House - indeterminate date, Dromgower, Co. Kerry
Co. Kerry |
House
At a site in Dromgower, County Kerry, known as Lisderg or Lios Dearg, meaning "red ringfort", the remains of not one but four stone house-sites sit within a single enclosure, offering an unusually crowded domestic picture for what is typically read as a single-family or single-household type of monument.
A ringfort, to use the general term, is a roughly circular enclosure defined by one or more earthen or stone banks, widespread across early medieval Ireland and most commonly associated with farmsteads. What makes Lisderg worth a second look is the density of structures within its interior, and the variety of their forms.

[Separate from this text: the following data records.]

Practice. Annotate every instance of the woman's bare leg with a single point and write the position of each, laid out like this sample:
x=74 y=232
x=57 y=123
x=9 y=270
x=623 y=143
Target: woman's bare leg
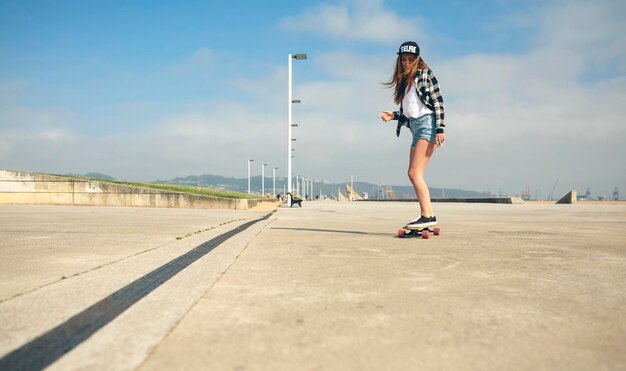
x=418 y=160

The enclosure itself is defined by an earthen bank 5.5 metres wide, rising 1.6 metres on its outer face and about 0.9 metres above the interior floor, which sits at roughly the same level as the surrounding land. Within that circuit, the four house-sites present a range of shapes and scales. The largest, positioned to the south-east, is sub-rectangular and measures approximately 8 metres by 7.4 metres externally, with walls around a metre thick. To the west, a sub-semi-circular enclosure curves inward against the bank, and a short distance to its north sits a small rectangular structure, roughly 4.2 metres by 3.5 metres externally, with walls 0.6 metres thick. Loose stones elsewhere in the interior suggest further features that have not fully survived. The site sits south-east of St Mary's Roman Catholic Church and commands good views in all directions, a positioning that was rarely accidental in the landscape choices of early settlement. The description of these structures was recorded by C. Toal in the North Kerry Archaeological Survey, published in 1995.